Andalucía no quiere ser menos que nadie, y por eso su Gobierno planteó una reforma de su Estatuto que no fuera inferior a la de ningún otro, en particular el catalán. Sin embargo, los andaluces se abstuvieron ayer mayoritariamente a la hora de ratificar las reformas inspiradas por ese principio. El voto favorable se aproxima al 90% de los emitidos, por lo que el nuevo Estatuto cuenta con una legitimidad incuestionable. Sin embargo, con una participación del 36%, el resultado supone un respaldo de apenas una cuarta parte de los seis millones de electores con derecho a voto. Ello constituye un evidente fracaso de la clase política andaluza.

Socialistas, populares e IU defendían el sí, y el Partido Andalucista, el no.

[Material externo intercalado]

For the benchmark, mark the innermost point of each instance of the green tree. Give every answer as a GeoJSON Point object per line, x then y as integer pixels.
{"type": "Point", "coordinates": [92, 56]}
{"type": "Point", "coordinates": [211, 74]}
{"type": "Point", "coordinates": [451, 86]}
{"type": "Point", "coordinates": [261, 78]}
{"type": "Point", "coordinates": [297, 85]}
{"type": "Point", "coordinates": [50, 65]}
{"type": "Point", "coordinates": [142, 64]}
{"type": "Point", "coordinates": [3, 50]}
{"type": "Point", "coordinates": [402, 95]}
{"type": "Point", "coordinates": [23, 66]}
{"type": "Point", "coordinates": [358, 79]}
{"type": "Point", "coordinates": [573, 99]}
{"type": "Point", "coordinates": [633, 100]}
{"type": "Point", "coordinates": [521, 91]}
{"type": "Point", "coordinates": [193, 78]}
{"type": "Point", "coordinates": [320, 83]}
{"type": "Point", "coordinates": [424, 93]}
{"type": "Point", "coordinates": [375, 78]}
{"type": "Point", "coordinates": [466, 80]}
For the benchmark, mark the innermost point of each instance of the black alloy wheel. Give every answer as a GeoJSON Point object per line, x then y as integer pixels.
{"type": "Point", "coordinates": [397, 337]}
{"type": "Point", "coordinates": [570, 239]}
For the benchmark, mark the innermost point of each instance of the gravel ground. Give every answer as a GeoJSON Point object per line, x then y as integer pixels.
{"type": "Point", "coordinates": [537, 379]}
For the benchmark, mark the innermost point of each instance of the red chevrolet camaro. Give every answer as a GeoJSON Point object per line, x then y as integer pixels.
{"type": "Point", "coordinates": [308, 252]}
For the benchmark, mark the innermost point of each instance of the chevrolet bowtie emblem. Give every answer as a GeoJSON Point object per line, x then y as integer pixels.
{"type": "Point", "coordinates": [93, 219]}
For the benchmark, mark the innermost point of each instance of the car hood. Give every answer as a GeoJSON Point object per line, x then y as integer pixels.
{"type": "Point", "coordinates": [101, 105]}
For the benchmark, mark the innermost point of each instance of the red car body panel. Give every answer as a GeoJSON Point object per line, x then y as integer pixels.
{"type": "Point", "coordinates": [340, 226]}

Es cierto que, en ausencia de incertidumbre sobre el resultado (era impensable que ganara el no), la abstención puede considerarse una forma pasiva de adhesión a lo que vote la mayoría. Pero casi nadie esperaba una abstención tan alta (64%), sólo comparable a las de la ratificación del Estatuto de Galicia en diciembre de 1980 (71%). En sentido contrario, cabe destacar el hecho de que el texto propuesto a votación haya sido el resultado de un consenso muy trabajado. Hubo concesiones recíprocas y flexibilidad para que lo que había salido del Parlamento andaluz con un apoyo del 65% saliera de las Cortes sin ningún voto en contra. La hipótesis de que un sector del electorado habitual del PP, partido que siguió considerando innecesaria la reforma, haya optado por votar en contra o en blanco es verosímil (hay algo más del 12% de votos no y blancos, cuando los andalucistas sólo tuvieron el 6% en las últimas elecciones), pero indemostrable; y, en todo caso, no basta para explicar el resultado cuando tan sólo el PSOE tuvo en 2004 más del 50% de los votos.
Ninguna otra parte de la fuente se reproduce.